31 Aralık 2011 Cumartesi

Ölçmek ya da Ölçmemek (1. Seans)



Koçluk Kitabı: Ölçmek ya da Ölçmemek (1. Seans) by gokler

İlk görüşmenin gayet olumlu başladığını söyleyebilirim. Bilinçli bir açıklıkla kendinizi ifade ettiniz. Ben de olabildiğince şeffaf olarak koçluk sistemini ve süreci anlatmaya çalıştım.

"Hedeflerin ölçülebilir olması" ile ilgili tezler vardır. "Ölçülebilir" olması, sağlamasının da yapılabileceğini gösteriyor iddiaya göre. Oysa bazı şeyler vardır ki ölçülemez, ancak bazı kıyaslamalarla "yaklaşım" mümkün olabilir. Bir noktada tüm "kriterler" iflas eder. Veya her kriter yeniden "var olur"...

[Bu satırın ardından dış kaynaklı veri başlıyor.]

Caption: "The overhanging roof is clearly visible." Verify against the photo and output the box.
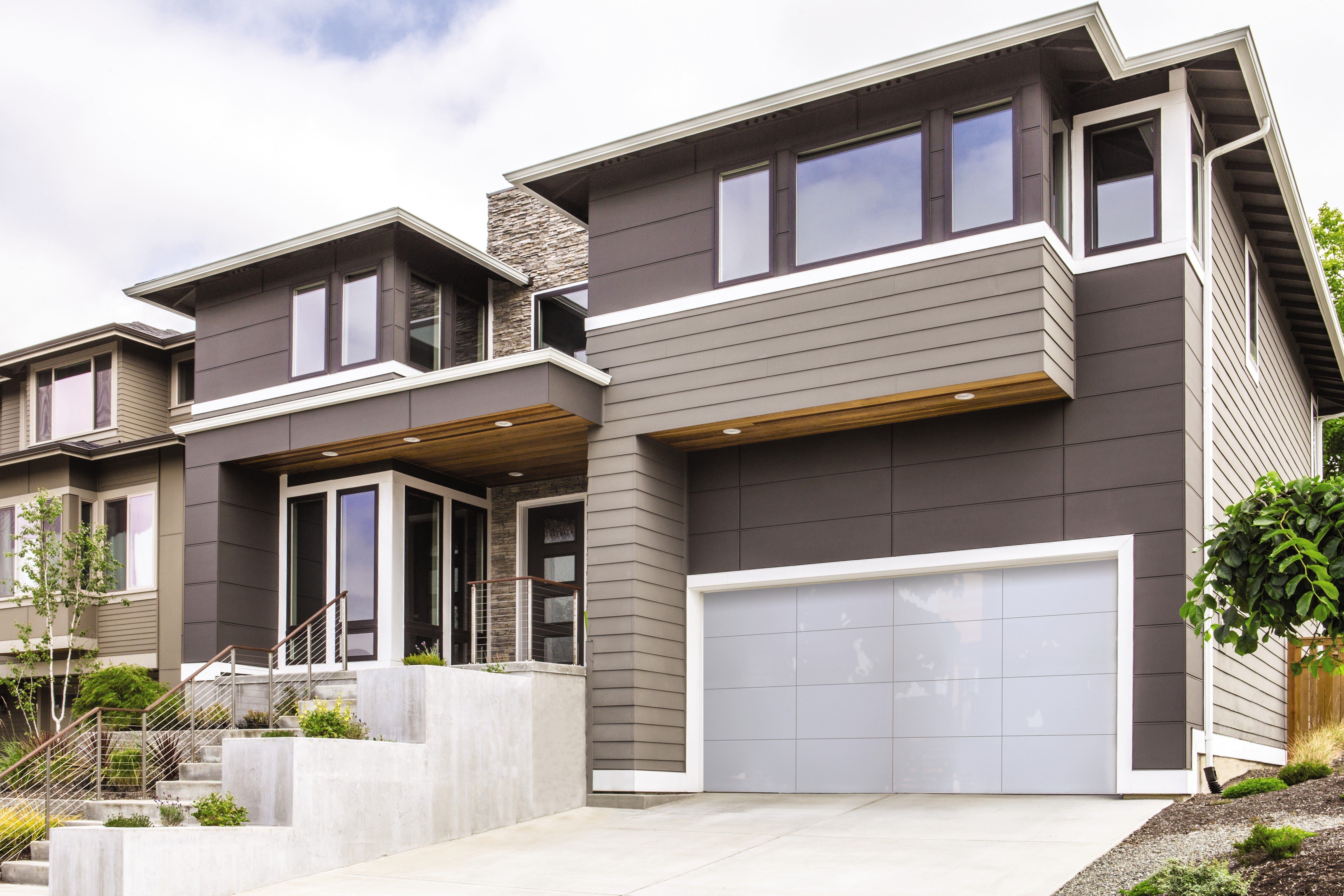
[122,208,528,312]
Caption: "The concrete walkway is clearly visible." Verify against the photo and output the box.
[239,794,1167,896]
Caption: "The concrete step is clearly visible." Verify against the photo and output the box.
[154,781,224,803]
[0,858,51,887]
[177,762,224,781]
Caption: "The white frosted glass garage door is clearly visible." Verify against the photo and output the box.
[704,560,1116,794]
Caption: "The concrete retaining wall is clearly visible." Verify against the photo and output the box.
[51,664,586,896]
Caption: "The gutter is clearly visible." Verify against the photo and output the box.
[1199,115,1274,766]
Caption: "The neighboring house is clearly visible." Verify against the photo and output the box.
[126,7,1344,794]
[0,322,194,731]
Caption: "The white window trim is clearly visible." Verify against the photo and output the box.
[593,535,1199,794]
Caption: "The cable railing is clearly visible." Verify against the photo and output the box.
[468,576,585,665]
[0,591,350,861]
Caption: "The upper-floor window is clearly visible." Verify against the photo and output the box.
[35,355,112,442]
[340,271,378,367]
[289,283,327,378]
[718,163,771,283]
[952,106,1013,231]
[1087,117,1159,250]
[535,283,587,361]
[794,128,923,266]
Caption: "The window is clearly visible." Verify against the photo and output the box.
[340,271,378,367]
[102,494,154,591]
[718,164,770,283]
[36,355,112,442]
[336,485,378,659]
[1090,118,1157,249]
[794,129,923,265]
[410,274,442,371]
[952,106,1013,231]
[535,283,587,361]
[1050,118,1073,246]
[289,283,327,376]
[176,357,196,404]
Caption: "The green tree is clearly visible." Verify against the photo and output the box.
[4,489,130,731]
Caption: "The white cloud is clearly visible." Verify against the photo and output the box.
[0,0,1344,350]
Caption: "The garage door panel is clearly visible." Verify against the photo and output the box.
[798,623,891,685]
[798,684,891,739]
[892,619,1003,681]
[1003,674,1116,736]
[704,633,798,688]
[798,579,892,631]
[1003,735,1116,794]
[704,740,798,794]
[704,588,798,638]
[892,738,1003,794]
[704,688,797,740]
[894,570,1003,625]
[891,678,1003,738]
[797,738,891,794]
[1003,613,1116,678]
[1003,560,1117,616]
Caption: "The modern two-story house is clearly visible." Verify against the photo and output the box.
[0,322,194,727]
[126,7,1344,794]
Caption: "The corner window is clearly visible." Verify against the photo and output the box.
[952,106,1013,231]
[35,355,112,442]
[289,283,327,376]
[1089,118,1157,249]
[718,163,771,283]
[102,494,154,591]
[340,271,378,367]
[535,283,587,361]
[794,129,923,266]
[408,274,442,371]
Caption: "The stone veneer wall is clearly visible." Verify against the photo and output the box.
[485,187,587,357]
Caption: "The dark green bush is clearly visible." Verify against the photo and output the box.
[1278,759,1330,787]
[1232,825,1316,860]
[74,664,168,721]
[102,815,151,827]
[1223,778,1288,799]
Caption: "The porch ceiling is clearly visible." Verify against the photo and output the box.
[238,404,590,486]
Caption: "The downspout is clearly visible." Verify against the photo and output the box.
[1199,115,1273,767]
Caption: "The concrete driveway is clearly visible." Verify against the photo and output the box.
[239,794,1167,896]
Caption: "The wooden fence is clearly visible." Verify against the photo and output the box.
[1288,638,1344,740]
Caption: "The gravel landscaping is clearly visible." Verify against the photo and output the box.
[1056,770,1344,896]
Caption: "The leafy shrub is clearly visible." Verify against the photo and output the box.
[1120,858,1251,896]
[191,794,247,827]
[298,700,368,740]
[74,664,168,719]
[402,650,448,666]
[1232,825,1316,860]
[1278,760,1330,787]
[1223,778,1288,799]
[102,815,151,827]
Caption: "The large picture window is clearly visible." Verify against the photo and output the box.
[952,106,1013,231]
[35,355,112,442]
[794,130,923,265]
[103,494,154,591]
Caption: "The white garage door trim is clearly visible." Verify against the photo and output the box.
[593,535,1195,794]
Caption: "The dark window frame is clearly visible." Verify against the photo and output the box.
[942,97,1022,240]
[715,153,780,292]
[789,119,931,273]
[1083,108,1162,257]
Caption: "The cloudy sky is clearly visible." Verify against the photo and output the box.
[0,0,1344,350]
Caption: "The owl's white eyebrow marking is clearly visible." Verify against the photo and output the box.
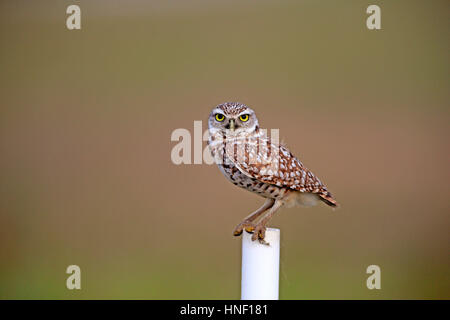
[212,108,225,115]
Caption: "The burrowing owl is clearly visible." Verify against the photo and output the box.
[208,102,337,244]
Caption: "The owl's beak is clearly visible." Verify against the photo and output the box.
[230,119,235,132]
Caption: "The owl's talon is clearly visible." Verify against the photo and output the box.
[252,224,268,245]
[233,221,255,237]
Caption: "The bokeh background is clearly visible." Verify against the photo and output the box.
[0,0,450,299]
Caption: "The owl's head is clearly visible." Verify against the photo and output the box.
[208,102,259,135]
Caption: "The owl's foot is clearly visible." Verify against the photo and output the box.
[233,220,255,237]
[252,223,269,246]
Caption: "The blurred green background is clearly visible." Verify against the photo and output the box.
[0,0,450,299]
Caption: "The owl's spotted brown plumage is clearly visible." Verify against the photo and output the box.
[208,102,337,244]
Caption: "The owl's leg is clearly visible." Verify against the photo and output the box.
[233,199,275,236]
[252,200,284,245]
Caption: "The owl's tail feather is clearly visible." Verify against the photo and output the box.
[319,191,339,208]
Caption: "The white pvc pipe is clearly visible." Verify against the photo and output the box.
[241,228,280,300]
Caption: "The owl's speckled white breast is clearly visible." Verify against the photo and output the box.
[211,144,288,199]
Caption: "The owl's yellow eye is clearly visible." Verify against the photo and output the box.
[239,114,249,122]
[216,113,225,122]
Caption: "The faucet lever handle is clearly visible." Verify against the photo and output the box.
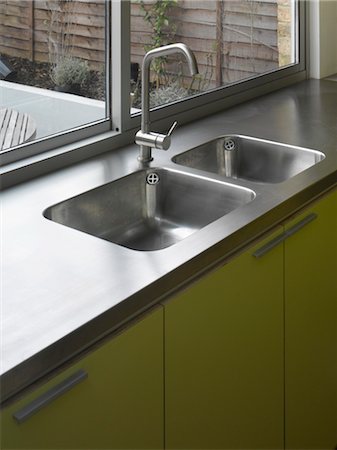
[167,121,178,137]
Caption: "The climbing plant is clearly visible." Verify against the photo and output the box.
[139,0,178,89]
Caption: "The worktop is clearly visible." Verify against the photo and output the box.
[1,80,337,401]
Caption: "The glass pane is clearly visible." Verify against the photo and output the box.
[0,0,107,150]
[131,0,297,112]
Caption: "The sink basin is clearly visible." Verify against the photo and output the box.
[172,135,325,183]
[44,168,255,250]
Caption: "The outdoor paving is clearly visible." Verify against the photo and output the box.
[0,80,105,139]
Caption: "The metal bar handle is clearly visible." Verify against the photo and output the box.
[253,213,318,258]
[253,233,287,258]
[13,369,88,423]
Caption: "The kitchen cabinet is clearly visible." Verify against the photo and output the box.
[165,230,284,450]
[285,191,337,450]
[1,307,163,450]
[165,187,337,450]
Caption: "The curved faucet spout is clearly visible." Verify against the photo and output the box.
[136,43,198,162]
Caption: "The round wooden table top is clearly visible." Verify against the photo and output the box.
[0,108,36,150]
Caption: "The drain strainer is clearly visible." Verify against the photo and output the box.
[223,138,235,150]
[146,172,160,185]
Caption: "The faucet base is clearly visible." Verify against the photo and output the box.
[137,145,153,163]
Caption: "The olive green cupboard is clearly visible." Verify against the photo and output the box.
[0,308,163,450]
[165,191,337,450]
[285,191,337,450]
[1,191,337,450]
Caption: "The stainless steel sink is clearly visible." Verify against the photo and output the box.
[44,168,255,250]
[172,135,325,183]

Problemi reddetmek, bambaşka bir olgunun karşımıza dikilmesine izin vermek anlamına da gelebilir. Problemin kendine mahsus bir yaşam döngüsü var. Ona izin vermek (yerine göre baş eğmek), bir nevi "onunla anlaşmak"; bunlar da birer seçenek.

Hep "ölçmeye çalışmak", ölçülemeyen şeylerden "sistemli" şekilde uzaklaşmaktır belki de. Her şeyi "kağıda dökmek", kağıda dökülebilecek şeylere de haksızlık olabilir...

Her cümle yeni bir "olasılık", her cümle yoruma açık. Bu kadar "soyutluk" güvensizlik duygusunu tahrik edecektir. Alarm zilleri çalacaktır. Korunma güdüsü devreye girecektir. Yaşatmaya çalıştığınız "sistem", öldürmeye çalıştığınız zannıyla olağanüstü bir "savunmaya" geçecektir...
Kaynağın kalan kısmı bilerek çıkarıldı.